Building GNN glyph graphs
from skeletal representations

After reversed binarization extracts the différance objects — the intervals between characters — the next stage of the Entreacte pipeline converts them into a graph. Each interval becomes a node. Spatial proximity between intervals becomes an edge. The result is a graph neural network input that encodes the relational geometry of the entire document.

On the Derrida benchmark page, this produces 1,675 nodes and 17,831 edges. The density of the graph — roughly 10 edges per node — reflects the regularity of typeset Latin text. A handwritten manuscript produces a sparser, more irregular graph. An Arabic newspaper produces a denser one, reflecting the cursive connectivity of Arabic script.

From skeleton to graph

The pipeline proceeds in three steps. First, the binary image is skeletonised using Zhang-Suen thinning — a topology-preserving algorithm that reduces each connected component to a single-pixel-wide medial axis. This skeleton captures the structural form of each interval without the noise of the original pixel boundary.

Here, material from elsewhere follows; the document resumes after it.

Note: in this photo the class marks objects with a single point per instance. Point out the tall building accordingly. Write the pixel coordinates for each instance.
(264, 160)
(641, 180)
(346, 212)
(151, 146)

Second, connected components of the skeleton are extracted and filtered. Components below a minimum area threshold are discarded as noise. Each surviving component becomes a différance object with a bounding box, centroid, and area measurement.

Third, a proximity graph is constructed. For each pair of objects within a spatial threshold, an edge is added. The threshold is adaptive — calibrated to the median object size on the page — so the graph density remains consistent across documents of different resolutions and type sizes.

What message passing reveals

The GNN layer applies two rounds of message passing over this graph. Each node aggregates information from its neighbours, producing an updated feature vector that encodes not just the object's own geometry but its local context. An interval that sits between two narrow character strokes receives different messages than one that sits in the white space between words.

After message passing, the node embeddings are aggregated into a document-level representation. This representation feeds the layout confidence score — a measure of how regularly the glyph graph is structured. Well-formed typeset documents score close to 1.0. Degraded or handwritten documents score lower, and the score itself is a useful quality signal for downstream processing.

Structural encoding without language knowledge

The key property of this representation is that it requires no language-specific knowledge. The graph is built entirely from geometric relationships between intervals. A model trained on the graph structure of Latin documents can be applied to Arabic documents, CJK documents, or ancient scripts without modification — because the graph encodes spatial relationships, not linguistic content.

This is the foundation for the IntervalGlyphNet classifier. By training a neural network on the graph structure of documents in different scripts, we achieve 97.1% classification accuracy on seven script families — without ever looking at a single character glyph. The void between characters is sufficient.